Moya and some 1,000 other township residents decided to take their struggle
to downtown Johannesburg, holding a peaceful rally outside the offices of
the Premier of Gauteng, the province in which Johannesburg is located. Right
underneath a sign that announces, The People of Gauteng Welcome WSSD
Delegates to the Smart Province, seventy-seven demonstrators were arrested,
including the entire leadership of the Landless People's Movement. (All but
one--a US citizen, still facing deportation--have since been released.)

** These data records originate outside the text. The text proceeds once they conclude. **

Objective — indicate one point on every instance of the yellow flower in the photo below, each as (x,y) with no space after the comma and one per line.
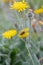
(38,11)
(9,34)
(20,6)
(40,22)
(7,1)
(24,33)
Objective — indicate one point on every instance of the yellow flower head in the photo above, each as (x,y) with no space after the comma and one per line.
(20,6)
(24,33)
(9,34)
(40,22)
(7,1)
(38,11)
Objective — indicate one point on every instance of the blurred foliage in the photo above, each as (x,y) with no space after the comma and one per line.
(18,51)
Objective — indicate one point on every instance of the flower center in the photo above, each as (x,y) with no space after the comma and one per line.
(22,33)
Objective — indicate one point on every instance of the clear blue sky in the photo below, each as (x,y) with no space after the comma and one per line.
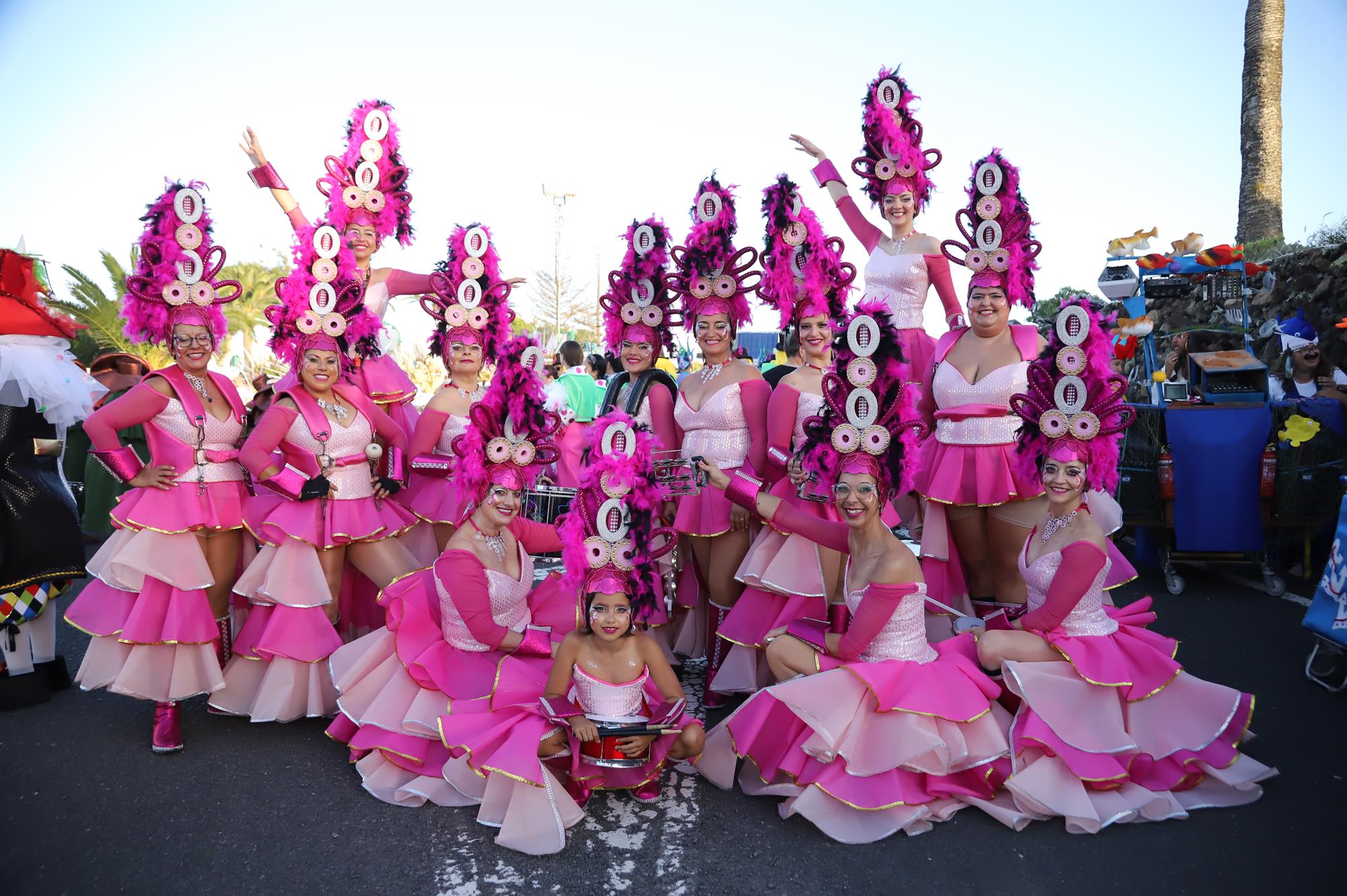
(1120,116)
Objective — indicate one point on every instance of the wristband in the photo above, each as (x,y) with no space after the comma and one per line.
(826,171)
(267,176)
(123,463)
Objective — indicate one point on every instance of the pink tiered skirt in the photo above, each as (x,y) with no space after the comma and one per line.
(867,750)
(1121,734)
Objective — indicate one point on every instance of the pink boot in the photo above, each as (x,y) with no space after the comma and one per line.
(168,732)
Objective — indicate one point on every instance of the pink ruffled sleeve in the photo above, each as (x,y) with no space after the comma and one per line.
(257,454)
(137,407)
(878,607)
(1081,563)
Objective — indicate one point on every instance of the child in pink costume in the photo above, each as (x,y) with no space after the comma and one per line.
(787,576)
(872,730)
(1119,732)
(160,607)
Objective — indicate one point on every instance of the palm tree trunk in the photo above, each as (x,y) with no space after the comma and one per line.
(1260,123)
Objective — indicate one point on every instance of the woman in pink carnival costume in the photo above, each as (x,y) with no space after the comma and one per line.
(160,607)
(721,411)
(452,625)
(1111,728)
(607,670)
(471,308)
(981,504)
(789,576)
(323,508)
(872,730)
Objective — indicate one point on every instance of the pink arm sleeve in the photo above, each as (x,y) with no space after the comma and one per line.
(754,397)
(137,407)
(465,582)
(661,401)
(781,428)
(876,609)
(821,532)
(266,438)
(535,537)
(429,428)
(938,267)
(860,225)
(1081,563)
(403,284)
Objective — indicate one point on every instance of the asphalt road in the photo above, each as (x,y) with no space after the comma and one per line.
(263,809)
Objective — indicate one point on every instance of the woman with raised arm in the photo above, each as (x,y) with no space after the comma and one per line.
(160,607)
(324,509)
(471,307)
(872,730)
(721,411)
(981,504)
(789,576)
(1119,732)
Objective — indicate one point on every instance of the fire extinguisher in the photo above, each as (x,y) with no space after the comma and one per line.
(1268,473)
(1166,473)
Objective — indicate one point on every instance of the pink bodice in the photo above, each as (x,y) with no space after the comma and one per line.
(610,703)
(953,390)
(508,599)
(1088,617)
(902,281)
(719,431)
(222,435)
(354,479)
(905,635)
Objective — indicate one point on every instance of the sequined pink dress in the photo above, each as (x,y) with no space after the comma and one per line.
(896,735)
(147,609)
(1120,732)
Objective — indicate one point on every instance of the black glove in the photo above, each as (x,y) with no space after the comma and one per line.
(316,487)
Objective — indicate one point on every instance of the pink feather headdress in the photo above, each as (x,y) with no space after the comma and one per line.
(712,276)
(1074,409)
(1001,249)
(508,439)
(368,183)
(471,302)
(894,160)
(610,540)
(176,271)
(638,304)
(869,421)
(803,273)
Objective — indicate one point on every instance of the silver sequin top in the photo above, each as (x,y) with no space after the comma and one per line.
(953,390)
(902,281)
(719,431)
(1088,617)
(510,605)
(222,435)
(905,635)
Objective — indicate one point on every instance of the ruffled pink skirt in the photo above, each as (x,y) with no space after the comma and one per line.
(184,508)
(1121,734)
(150,618)
(867,750)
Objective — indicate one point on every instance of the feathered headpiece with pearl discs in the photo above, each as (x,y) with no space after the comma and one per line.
(638,306)
(803,273)
(368,183)
(471,302)
(869,421)
(176,271)
(894,160)
(508,439)
(1000,249)
(1074,409)
(610,540)
(712,276)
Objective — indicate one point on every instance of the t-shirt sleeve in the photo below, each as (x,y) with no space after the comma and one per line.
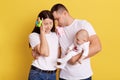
(34,39)
(87,26)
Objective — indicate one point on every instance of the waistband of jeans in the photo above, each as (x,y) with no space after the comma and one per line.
(40,70)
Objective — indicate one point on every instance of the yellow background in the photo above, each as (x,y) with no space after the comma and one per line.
(17,19)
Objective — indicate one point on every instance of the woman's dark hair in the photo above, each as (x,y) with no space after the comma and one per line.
(43,15)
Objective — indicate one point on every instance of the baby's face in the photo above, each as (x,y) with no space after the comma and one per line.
(80,39)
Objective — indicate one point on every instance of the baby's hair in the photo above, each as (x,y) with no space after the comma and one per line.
(83,32)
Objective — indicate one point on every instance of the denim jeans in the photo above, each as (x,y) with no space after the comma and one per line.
(37,75)
(90,78)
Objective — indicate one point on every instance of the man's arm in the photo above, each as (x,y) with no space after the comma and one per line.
(95,47)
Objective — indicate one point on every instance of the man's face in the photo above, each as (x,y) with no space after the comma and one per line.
(59,17)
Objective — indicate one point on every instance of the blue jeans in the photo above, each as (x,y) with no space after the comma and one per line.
(90,78)
(39,75)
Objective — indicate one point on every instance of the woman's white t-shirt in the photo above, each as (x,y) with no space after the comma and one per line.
(77,71)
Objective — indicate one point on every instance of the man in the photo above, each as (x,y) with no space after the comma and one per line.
(73,70)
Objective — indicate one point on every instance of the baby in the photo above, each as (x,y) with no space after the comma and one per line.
(81,44)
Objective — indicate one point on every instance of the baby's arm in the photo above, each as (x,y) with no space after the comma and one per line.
(85,48)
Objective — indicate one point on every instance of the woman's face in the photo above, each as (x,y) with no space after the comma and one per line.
(47,24)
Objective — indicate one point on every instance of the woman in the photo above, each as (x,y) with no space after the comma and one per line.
(44,43)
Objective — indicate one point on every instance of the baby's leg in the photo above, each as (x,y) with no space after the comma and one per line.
(64,60)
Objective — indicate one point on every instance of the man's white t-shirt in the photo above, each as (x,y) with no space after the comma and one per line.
(77,71)
(46,63)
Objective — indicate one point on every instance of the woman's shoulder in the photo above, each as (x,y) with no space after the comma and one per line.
(33,34)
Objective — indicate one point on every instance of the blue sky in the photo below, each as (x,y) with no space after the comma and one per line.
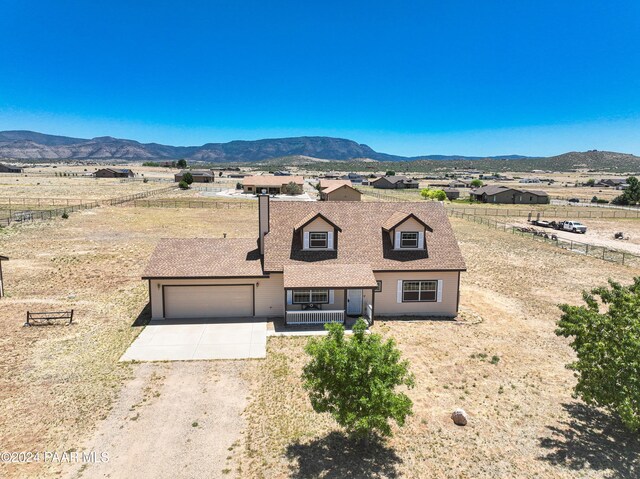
(455,77)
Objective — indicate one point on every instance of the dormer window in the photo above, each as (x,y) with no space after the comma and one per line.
(409,239)
(319,240)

On August 24, police even attacked a candlelight "freedom of expression
march," held to protest these and other mass arrests. The spontaneously
organized march was headed to a downtown prison, but before the crowd of
1,000 local and international activists had walked a block, riot police
surrounded them and barricaded the road. Without warning, stun grenades were
fired at the marchers, injuring three.
The World Summit on Sustainable Development isn't going to save the world;
it merely offers an exaggerated mirror of it. In the gourmet restaurants of
Sandton, delegates are literally dining out on their concern for the poor.
Meanwhile, outside the gates, poor people are being hidden away, assaulted
and imprisoned for what has become the iconic act of resistance in an
unsustainable world: refusing to disappear.